Ever Since New York. OOOOOOOOOOOOOH TELL ME SOMETHING I DON’T ALREADY KNOOOOW OOOOOOOH TELL ME SOMETHING I DON’T ALREADY KNOOOOOW *si inginocchia sul pavimento sotto la pioggia come Troy Bolton in una gif che ho visto su tuitter*

Woman. Chiude la terna delle canzoni di Tom Cruise che balla in mutande. Un po’ birbona furbina volpina eheh gomitino questa canzone. Un po’ persone incredibilmente belle che scopicchiano in un attico con le pareti di vetro e fa incomprensibilmente caldissimo perché sono ricchi come mai non accendono un condizionatore? Però loro sono incredibilmente belli e ricchi, sudano solo per dare pathos alla scena di scopicchiamento, non soffrono davvero il caldo. Sto divagando.

From the Dining Table. Embè. Embè. Ultimo pezzo dell’album si aggancia al primo in una costruzione ad anello e riprende il tema della mancata comunicazione, della fine di qualcosa, della disperazione. Una disperazione un po’ meno disperata e più contemplativa. Una disperazione di quelle che non ti butti più sul pavimento ma guardi dalla finestra e pensi a quello che era e quello che poteva (e potrebbe ancora?) essere. Seconda canzone preferita dell’album. Quando partono i violini (?) e il coro (?) io ascendo a un piano di esistenza superiore a quello terreno.
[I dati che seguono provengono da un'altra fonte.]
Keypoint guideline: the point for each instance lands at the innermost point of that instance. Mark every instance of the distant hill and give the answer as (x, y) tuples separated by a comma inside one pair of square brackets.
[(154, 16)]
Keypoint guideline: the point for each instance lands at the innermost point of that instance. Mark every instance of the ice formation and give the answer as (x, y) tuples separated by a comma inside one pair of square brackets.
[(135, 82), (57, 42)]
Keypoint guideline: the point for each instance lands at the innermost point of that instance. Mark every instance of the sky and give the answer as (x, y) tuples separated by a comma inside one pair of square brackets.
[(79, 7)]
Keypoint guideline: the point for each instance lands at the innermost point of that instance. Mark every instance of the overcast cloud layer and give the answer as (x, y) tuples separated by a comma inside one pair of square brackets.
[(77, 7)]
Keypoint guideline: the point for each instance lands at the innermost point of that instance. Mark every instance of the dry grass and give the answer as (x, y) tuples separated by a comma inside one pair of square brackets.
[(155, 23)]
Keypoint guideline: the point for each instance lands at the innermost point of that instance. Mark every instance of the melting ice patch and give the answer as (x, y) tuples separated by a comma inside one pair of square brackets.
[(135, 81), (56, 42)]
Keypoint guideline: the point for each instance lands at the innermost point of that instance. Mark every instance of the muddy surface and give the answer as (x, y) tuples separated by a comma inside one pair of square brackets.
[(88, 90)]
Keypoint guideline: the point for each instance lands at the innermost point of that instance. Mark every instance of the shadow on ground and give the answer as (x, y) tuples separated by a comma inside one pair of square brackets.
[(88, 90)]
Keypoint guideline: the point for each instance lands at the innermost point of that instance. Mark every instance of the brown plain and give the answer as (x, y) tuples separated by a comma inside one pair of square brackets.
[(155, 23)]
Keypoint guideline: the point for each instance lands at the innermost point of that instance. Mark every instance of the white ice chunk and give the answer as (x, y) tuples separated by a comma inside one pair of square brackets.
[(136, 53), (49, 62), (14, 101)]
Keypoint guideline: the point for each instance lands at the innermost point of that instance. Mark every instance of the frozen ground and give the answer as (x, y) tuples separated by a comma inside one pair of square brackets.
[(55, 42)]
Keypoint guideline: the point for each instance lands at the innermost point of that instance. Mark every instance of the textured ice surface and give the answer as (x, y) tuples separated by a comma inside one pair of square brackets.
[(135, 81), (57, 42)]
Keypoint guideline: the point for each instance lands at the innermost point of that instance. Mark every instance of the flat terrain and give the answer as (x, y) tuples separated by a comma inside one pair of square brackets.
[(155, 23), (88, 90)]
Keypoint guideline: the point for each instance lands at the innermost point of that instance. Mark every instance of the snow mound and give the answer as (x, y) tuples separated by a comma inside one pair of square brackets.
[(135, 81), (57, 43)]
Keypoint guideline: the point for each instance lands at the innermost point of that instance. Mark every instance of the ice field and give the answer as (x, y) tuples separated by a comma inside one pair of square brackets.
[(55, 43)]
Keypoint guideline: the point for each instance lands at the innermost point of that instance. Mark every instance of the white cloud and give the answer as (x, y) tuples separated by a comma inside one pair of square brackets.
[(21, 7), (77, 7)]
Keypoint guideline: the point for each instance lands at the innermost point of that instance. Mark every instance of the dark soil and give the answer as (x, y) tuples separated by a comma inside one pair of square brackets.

QUINDI. Tiriamo le fila. Due filoni tematici dominanti. Il primo è quello della sofferenza, dell’incomunicabilità, della crescita dolorosa, della fine. Il secondo è quello del divertimento, delle avventure americane, delle storie che racconti agli amici al bar per farti figo. Comprensibile, se pensiamo che chi scrive e canta è un ragazzo di 23 anni diventato assurdamente famoso a 16/17 e che ha dovuto fare i conti nel bene e nel male con tutto questo. Voto 10+ consigliatelo agli amici tornateci con la famiglia consideratelo per le vacanze.